New Jersey Pushes Forward With International Online Gambling Bill
Posted on: March 29, 2014, 05:30h.
Last updated on: March 28, 2014, 04:11h.
New Jersey might not be the first place you envision as the global center for Internet gambling activity. But that’s the ultimate goal of a new piece of legislation currently working its way through the New Jersey Senate.
The bill – which would allow foreign companies to move to Atlantic City and have their gaming offerings endorsed and regulated by the state’s casino authorities, started moving forward this week. On Monday, it gained the approval of the state Senate Government, Wagering, Tourism and Historic Preservation Committee, the first of several steps that could eventually lead to the bill being voted on by the entire Senate.
A New Online Gambling Hub
According to State Senator Raymond Lesniak (D-Elizabeth), the bill would turn New Jersey into a global hub for Internet casinos.
“This could help make New Jersey the leader in online gaming, across the country and around the world,” Lesniak said. “We could be the ‘Silicon Valley’ for high-tech gaming. We should take advantage of this dynamic opportunity for a business sector with enormous growth potential.”
Agreements Needed With Other Jurisdictions
The bill would allow Atlantic City casinos and their partners – which include some of the largest online gambling companies in the world – to be licensed by the New Jersey Department of Gaming Enforcement to offer games of chance in other jurisdictions around the world. However, New Jersey would have to enter into agreements with those jurisdictions before this could happen.
Reportedly, the companies that received such licenses would not be able to offer gaming to customers inside the United States. It is unclear as to whether this could change if other states were to enter into compacts with New Jersey.

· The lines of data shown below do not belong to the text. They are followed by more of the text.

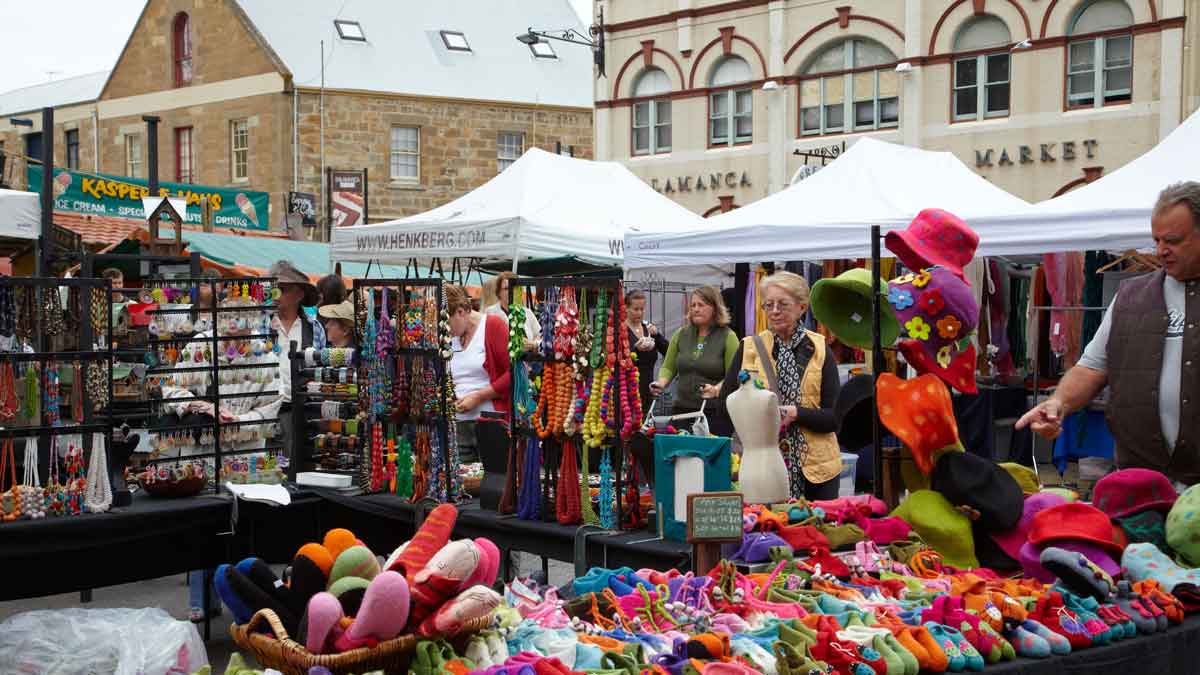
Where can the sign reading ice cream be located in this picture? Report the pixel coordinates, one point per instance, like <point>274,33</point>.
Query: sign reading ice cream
<point>121,197</point>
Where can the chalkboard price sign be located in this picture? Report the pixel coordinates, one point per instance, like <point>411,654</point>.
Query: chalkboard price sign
<point>714,518</point>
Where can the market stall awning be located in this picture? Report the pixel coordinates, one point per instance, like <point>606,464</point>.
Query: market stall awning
<point>829,214</point>
<point>545,205</point>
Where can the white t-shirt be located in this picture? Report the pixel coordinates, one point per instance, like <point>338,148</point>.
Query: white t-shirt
<point>1096,357</point>
<point>467,369</point>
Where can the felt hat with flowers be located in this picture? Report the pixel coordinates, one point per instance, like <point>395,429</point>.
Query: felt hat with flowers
<point>843,304</point>
<point>919,412</point>
<point>937,314</point>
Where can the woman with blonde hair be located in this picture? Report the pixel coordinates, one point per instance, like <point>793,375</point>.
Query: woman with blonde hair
<point>798,365</point>
<point>697,357</point>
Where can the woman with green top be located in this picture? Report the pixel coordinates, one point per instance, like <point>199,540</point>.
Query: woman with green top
<point>699,356</point>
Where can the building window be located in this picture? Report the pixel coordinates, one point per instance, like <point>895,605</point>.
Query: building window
<point>349,30</point>
<point>652,119</point>
<point>982,81</point>
<point>181,40</point>
<point>239,150</point>
<point>133,156</point>
<point>406,154</point>
<point>455,41</point>
<point>184,154</point>
<point>1099,70</point>
<point>72,138</point>
<point>509,148</point>
<point>730,111</point>
<point>851,85</point>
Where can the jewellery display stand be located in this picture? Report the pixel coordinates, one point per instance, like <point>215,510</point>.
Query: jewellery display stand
<point>239,327</point>
<point>406,393</point>
<point>42,332</point>
<point>597,431</point>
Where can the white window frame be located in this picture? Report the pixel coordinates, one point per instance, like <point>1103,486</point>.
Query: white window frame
<point>133,160</point>
<point>239,154</point>
<point>849,119</point>
<point>731,117</point>
<point>653,124</point>
<point>395,151</point>
<point>1101,67</point>
<point>981,88</point>
<point>504,157</point>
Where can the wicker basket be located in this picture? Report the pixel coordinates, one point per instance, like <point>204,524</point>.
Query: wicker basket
<point>283,653</point>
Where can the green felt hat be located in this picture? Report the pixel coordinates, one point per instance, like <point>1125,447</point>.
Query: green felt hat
<point>844,305</point>
<point>942,526</point>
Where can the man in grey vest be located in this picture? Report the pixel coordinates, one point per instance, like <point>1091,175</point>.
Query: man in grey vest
<point>1147,351</point>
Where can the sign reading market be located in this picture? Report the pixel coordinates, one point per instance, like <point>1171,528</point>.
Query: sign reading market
<point>121,197</point>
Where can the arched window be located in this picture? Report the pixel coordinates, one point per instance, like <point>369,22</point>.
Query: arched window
<point>850,85</point>
<point>982,78</point>
<point>652,119</point>
<point>731,109</point>
<point>1099,67</point>
<point>181,42</point>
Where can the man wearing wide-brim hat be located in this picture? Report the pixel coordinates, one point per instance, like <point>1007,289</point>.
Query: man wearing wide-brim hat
<point>1147,351</point>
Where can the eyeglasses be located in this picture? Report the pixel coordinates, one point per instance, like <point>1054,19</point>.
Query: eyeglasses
<point>772,305</point>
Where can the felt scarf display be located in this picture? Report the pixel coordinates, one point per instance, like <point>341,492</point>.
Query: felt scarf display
<point>529,502</point>
<point>568,502</point>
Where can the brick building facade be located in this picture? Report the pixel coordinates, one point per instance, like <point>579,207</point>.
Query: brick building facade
<point>240,100</point>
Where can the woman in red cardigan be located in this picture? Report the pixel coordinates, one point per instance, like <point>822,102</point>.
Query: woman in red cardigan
<point>479,365</point>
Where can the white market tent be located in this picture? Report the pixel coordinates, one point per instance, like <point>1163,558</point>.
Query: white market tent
<point>828,215</point>
<point>21,214</point>
<point>543,207</point>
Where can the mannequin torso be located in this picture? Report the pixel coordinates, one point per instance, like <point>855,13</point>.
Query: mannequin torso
<point>755,414</point>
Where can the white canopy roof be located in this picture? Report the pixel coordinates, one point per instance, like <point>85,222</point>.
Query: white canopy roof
<point>21,214</point>
<point>828,214</point>
<point>546,205</point>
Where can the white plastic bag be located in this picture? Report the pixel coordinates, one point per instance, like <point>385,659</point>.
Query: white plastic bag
<point>85,641</point>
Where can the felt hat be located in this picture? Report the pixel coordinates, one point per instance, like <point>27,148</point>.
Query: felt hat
<point>1012,539</point>
<point>937,314</point>
<point>355,561</point>
<point>1133,490</point>
<point>1024,476</point>
<point>942,526</point>
<point>1183,526</point>
<point>843,304</point>
<point>349,591</point>
<point>286,274</point>
<point>1073,520</point>
<point>855,410</point>
<point>971,481</point>
<point>934,238</point>
<point>1079,574</point>
<point>921,414</point>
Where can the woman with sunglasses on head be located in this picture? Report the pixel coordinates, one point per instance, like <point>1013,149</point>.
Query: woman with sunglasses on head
<point>803,365</point>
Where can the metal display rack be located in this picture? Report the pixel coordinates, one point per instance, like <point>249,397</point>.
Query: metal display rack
<point>612,285</point>
<point>214,370</point>
<point>400,356</point>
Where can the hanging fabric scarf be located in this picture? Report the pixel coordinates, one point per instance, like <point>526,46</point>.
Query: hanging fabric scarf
<point>529,503</point>
<point>99,491</point>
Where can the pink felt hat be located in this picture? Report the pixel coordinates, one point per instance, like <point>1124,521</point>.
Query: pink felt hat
<point>1030,557</point>
<point>935,238</point>
<point>1133,490</point>
<point>1012,541</point>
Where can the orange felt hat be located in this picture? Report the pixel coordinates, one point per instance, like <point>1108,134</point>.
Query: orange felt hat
<point>919,412</point>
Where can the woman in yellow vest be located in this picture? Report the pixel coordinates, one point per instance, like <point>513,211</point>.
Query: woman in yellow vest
<point>799,368</point>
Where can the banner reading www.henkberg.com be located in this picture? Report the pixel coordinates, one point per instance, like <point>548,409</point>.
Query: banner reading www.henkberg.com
<point>121,197</point>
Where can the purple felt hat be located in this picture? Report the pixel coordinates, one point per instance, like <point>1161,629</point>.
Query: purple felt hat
<point>1012,541</point>
<point>1030,557</point>
<point>936,311</point>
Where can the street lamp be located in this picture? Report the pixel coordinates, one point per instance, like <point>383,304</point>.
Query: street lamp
<point>594,40</point>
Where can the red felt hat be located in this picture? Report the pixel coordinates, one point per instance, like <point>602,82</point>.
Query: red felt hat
<point>1073,520</point>
<point>935,238</point>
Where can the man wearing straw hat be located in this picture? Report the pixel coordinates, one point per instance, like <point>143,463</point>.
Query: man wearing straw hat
<point>1147,351</point>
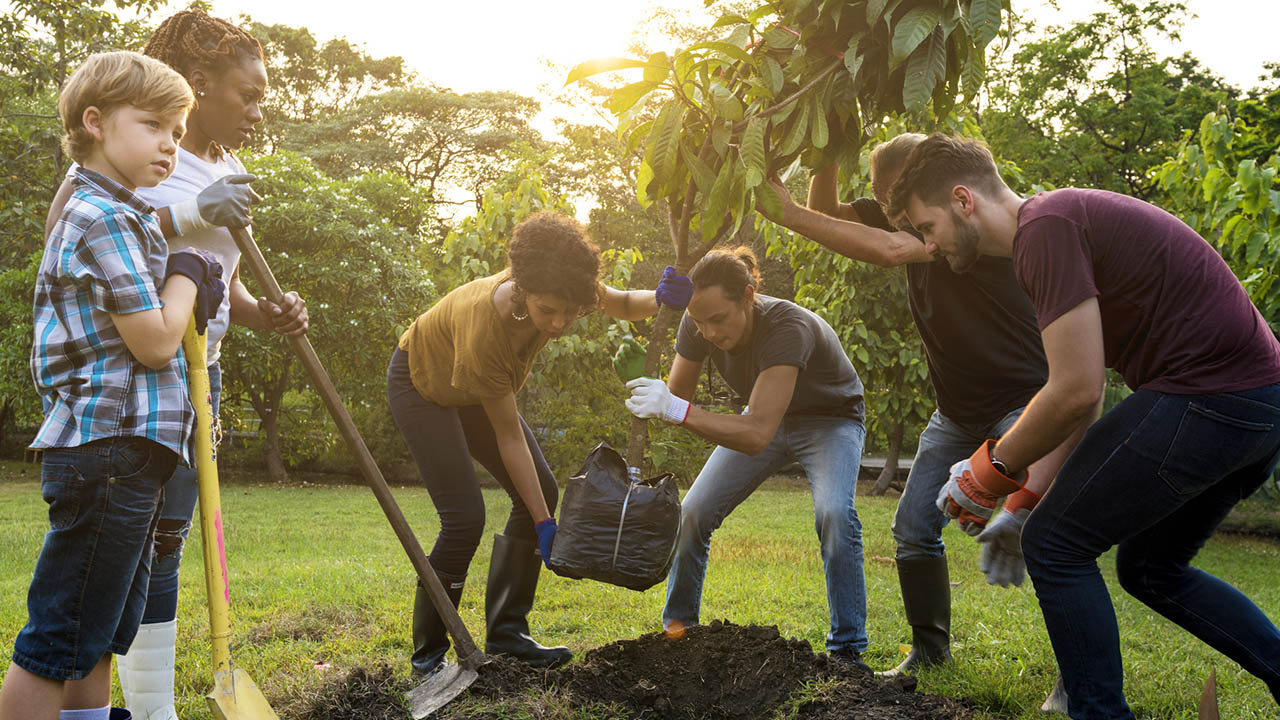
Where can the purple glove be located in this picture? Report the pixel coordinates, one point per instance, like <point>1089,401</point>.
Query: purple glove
<point>673,290</point>
<point>545,537</point>
<point>206,272</point>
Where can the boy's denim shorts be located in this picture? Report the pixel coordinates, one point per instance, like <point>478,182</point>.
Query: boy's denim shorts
<point>90,584</point>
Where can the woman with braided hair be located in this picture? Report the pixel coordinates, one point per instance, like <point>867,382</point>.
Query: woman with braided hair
<point>209,188</point>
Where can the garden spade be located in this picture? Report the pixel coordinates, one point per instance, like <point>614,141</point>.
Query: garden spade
<point>446,683</point>
<point>234,696</point>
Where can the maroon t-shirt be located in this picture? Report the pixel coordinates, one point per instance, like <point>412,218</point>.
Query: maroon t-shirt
<point>1174,317</point>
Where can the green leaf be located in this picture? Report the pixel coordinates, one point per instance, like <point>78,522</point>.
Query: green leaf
<point>910,32</point>
<point>973,74</point>
<point>626,96</point>
<point>602,65</point>
<point>703,176</point>
<point>798,130</point>
<point>853,58</point>
<point>731,19</point>
<point>984,21</point>
<point>818,133</point>
<point>753,150</point>
<point>772,73</point>
<point>767,197</point>
<point>638,136</point>
<point>713,217</point>
<point>657,68</point>
<point>643,178</point>
<point>725,48</point>
<point>924,71</point>
<point>874,9</point>
<point>725,103</point>
<point>778,37</point>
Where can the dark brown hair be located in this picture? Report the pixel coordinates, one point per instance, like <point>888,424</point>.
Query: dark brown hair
<point>730,268</point>
<point>193,40</point>
<point>551,254</point>
<point>937,165</point>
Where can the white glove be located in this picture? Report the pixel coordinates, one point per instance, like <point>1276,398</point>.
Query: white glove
<point>225,203</point>
<point>1002,550</point>
<point>652,399</point>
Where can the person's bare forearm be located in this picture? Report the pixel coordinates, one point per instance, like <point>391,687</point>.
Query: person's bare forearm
<point>823,194</point>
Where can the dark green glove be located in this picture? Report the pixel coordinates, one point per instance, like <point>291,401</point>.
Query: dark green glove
<point>629,360</point>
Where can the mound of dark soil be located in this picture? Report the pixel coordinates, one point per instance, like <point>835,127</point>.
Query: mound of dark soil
<point>714,671</point>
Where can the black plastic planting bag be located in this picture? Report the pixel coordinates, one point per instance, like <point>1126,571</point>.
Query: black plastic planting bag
<point>612,529</point>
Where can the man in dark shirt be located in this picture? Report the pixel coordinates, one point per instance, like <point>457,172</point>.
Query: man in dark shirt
<point>986,361</point>
<point>1115,283</point>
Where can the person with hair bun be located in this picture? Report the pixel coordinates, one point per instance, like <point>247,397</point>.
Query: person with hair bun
<point>452,387</point>
<point>805,405</point>
<point>223,67</point>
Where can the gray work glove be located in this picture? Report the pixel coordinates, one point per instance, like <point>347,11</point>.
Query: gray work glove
<point>224,203</point>
<point>1002,550</point>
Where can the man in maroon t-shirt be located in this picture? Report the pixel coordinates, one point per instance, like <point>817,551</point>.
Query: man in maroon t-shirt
<point>1115,283</point>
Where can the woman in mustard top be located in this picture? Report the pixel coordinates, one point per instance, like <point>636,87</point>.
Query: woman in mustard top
<point>452,387</point>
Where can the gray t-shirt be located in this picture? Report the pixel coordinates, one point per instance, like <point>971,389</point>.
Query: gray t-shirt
<point>786,335</point>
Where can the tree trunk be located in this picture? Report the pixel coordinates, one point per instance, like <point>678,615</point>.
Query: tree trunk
<point>895,447</point>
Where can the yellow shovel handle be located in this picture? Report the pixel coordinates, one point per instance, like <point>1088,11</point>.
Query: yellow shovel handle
<point>196,349</point>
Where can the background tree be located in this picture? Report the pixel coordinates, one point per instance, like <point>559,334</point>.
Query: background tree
<point>351,247</point>
<point>1091,104</point>
<point>791,81</point>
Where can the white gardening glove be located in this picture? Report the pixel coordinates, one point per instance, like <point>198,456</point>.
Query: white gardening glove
<point>1002,550</point>
<point>652,399</point>
<point>224,203</point>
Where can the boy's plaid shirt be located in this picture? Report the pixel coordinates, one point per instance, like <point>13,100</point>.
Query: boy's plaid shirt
<point>106,255</point>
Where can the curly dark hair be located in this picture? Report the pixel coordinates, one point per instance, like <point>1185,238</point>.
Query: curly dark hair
<point>730,268</point>
<point>551,254</point>
<point>195,40</point>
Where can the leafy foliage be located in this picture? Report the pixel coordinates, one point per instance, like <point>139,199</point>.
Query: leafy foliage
<point>1225,194</point>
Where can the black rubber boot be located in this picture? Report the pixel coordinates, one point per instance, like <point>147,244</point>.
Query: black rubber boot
<point>508,598</point>
<point>927,600</point>
<point>430,636</point>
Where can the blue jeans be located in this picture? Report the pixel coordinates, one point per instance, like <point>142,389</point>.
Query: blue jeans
<point>830,450</point>
<point>91,578</point>
<point>177,507</point>
<point>446,443</point>
<point>918,523</point>
<point>1155,477</point>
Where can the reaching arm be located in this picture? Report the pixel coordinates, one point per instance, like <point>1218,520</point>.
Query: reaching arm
<point>1069,401</point>
<point>515,454</point>
<point>154,336</point>
<point>629,304</point>
<point>850,238</point>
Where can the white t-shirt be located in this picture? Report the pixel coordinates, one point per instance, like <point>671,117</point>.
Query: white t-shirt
<point>190,177</point>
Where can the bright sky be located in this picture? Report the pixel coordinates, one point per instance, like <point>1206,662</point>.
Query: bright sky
<point>504,44</point>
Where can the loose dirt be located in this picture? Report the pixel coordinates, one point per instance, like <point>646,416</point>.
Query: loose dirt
<point>714,671</point>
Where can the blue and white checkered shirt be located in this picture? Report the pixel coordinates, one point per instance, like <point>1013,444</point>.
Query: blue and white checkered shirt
<point>106,255</point>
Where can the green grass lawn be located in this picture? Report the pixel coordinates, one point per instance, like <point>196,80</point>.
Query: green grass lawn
<point>319,586</point>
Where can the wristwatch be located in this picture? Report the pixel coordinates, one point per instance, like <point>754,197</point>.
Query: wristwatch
<point>1000,466</point>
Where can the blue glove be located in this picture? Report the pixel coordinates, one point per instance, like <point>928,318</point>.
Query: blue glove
<point>673,290</point>
<point>206,272</point>
<point>545,537</point>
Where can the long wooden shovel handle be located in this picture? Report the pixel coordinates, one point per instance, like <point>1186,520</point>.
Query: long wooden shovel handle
<point>466,648</point>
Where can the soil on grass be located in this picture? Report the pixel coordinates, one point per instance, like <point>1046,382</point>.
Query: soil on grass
<point>713,671</point>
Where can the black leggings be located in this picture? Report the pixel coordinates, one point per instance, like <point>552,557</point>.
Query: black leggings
<point>443,441</point>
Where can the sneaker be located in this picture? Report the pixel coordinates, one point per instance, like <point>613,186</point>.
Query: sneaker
<point>850,657</point>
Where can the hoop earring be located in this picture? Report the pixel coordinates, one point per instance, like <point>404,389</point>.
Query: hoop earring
<point>519,300</point>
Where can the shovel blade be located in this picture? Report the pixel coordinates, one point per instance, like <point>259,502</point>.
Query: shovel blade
<point>236,697</point>
<point>443,686</point>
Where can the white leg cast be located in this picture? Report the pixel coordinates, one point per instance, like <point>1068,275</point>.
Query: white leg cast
<point>146,671</point>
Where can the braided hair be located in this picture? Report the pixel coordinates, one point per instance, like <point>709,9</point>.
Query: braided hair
<point>193,40</point>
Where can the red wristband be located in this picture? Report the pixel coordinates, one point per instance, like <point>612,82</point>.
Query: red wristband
<point>1022,500</point>
<point>988,477</point>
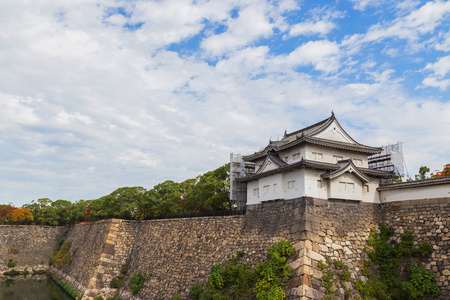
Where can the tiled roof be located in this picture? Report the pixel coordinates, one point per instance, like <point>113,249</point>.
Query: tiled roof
<point>311,164</point>
<point>416,183</point>
<point>305,135</point>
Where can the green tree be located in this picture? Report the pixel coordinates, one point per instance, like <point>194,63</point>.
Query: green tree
<point>211,192</point>
<point>164,197</point>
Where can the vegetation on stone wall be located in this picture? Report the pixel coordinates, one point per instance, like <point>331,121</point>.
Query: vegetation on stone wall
<point>13,251</point>
<point>138,279</point>
<point>66,286</point>
<point>11,263</point>
<point>117,282</point>
<point>237,281</point>
<point>15,215</point>
<point>207,192</point>
<point>334,271</point>
<point>62,256</point>
<point>394,269</point>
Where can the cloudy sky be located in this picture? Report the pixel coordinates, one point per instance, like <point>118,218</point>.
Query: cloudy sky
<point>97,95</point>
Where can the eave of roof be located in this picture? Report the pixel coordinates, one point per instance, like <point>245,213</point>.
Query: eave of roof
<point>316,141</point>
<point>416,183</point>
<point>348,167</point>
<point>303,163</point>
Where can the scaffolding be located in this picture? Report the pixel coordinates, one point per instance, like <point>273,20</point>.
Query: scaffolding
<point>389,159</point>
<point>238,190</point>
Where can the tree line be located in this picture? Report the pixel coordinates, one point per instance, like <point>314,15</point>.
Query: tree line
<point>207,192</point>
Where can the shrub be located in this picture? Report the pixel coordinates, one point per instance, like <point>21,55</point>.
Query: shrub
<point>138,279</point>
<point>387,257</point>
<point>136,282</point>
<point>11,263</point>
<point>12,273</point>
<point>236,281</point>
<point>124,268</point>
<point>13,251</point>
<point>9,282</point>
<point>114,284</point>
<point>61,257</point>
<point>66,286</point>
<point>196,291</point>
<point>115,297</point>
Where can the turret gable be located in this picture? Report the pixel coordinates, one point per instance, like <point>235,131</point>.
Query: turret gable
<point>272,162</point>
<point>326,133</point>
<point>348,166</point>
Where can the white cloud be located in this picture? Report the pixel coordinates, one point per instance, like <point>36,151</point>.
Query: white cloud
<point>88,105</point>
<point>251,24</point>
<point>308,28</point>
<point>439,69</point>
<point>323,55</point>
<point>418,22</point>
<point>363,4</point>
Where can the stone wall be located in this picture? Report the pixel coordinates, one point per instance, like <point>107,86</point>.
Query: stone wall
<point>35,244</point>
<point>428,220</point>
<point>334,229</point>
<point>182,251</point>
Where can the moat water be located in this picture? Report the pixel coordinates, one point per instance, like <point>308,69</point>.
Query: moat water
<point>38,287</point>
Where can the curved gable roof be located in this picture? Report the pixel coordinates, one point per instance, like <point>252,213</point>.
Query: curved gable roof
<point>350,168</point>
<point>316,134</point>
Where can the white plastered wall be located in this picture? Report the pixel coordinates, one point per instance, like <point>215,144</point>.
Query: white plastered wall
<point>347,186</point>
<point>416,193</point>
<point>271,187</point>
<point>251,197</point>
<point>372,196</point>
<point>312,185</point>
<point>330,153</point>
<point>294,184</point>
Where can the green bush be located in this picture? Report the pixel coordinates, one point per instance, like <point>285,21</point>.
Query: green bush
<point>196,291</point>
<point>138,279</point>
<point>13,251</point>
<point>387,257</point>
<point>9,282</point>
<point>236,281</point>
<point>11,263</point>
<point>136,282</point>
<point>115,297</point>
<point>61,257</point>
<point>66,286</point>
<point>124,268</point>
<point>114,284</point>
<point>12,273</point>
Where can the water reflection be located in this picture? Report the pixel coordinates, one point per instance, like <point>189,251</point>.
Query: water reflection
<point>38,287</point>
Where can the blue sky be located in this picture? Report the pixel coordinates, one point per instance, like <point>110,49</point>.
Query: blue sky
<point>97,95</point>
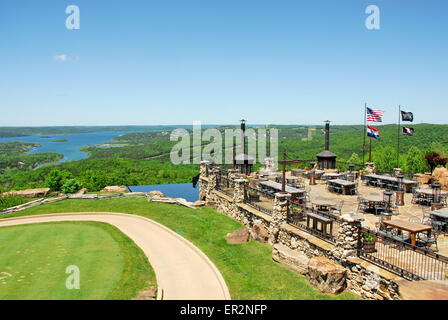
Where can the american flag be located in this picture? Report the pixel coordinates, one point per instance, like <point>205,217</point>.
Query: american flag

Such compacts seem likely in the future, as Delaware and Nevada have already signed off on one for the two states to share player pools for online poker.
Firms that were licensed this way would have to pay the same 15 percent tax that is currently paid by New Jersey casinos on Internet gaming revenue. However, firms would be able to take tax credits for whatever they paid in other jurisdictions to reduce their New Jersey tax burden.
Lawmakers did make one adjustment to the bill this week: a provision that would have required firms to contribute to a $20 million annual fund to help the state’s horse racing industry was dropped.
State Senator Jim Whelan – (D-Atlantic City) who formerly served as Atlantic City’s mayor – also leant his support to the bill.
“International Internet gaming is already taking place,” Whelan said. “This gives Atlantic City the opportunity to build and expand on its casino business.”
Early Estimates Are Optimistic
The possibility of having major Internet gaming operations in New Jersey has some officials seeing dollar signs – and some analysts making very optimistic projections.
According to Econsult Solutions, the legislation could generate an estimated $5 billion to $8 billion in revenue each year. That number seems reminiscent of similarly grand projections for the New Jersey online marketplace, which have since been revised sharply downwards. Econsult also estimates that the legislation could produce anywhere from 11,000 to 16,000 jobs for the state.
New Jersey Online Gambling
New Jersey began licensing online gambling for Atlantic City casinos and their partners in 2013. In November, the sites went live, offering Internet casino games and poker to adults located in New Jersey. Since then, nearly 250,000 accounts have been opened on New Jersey’s online gambling sites, with casinos taking in $19.7 million from online gambling in the first two months of 2014.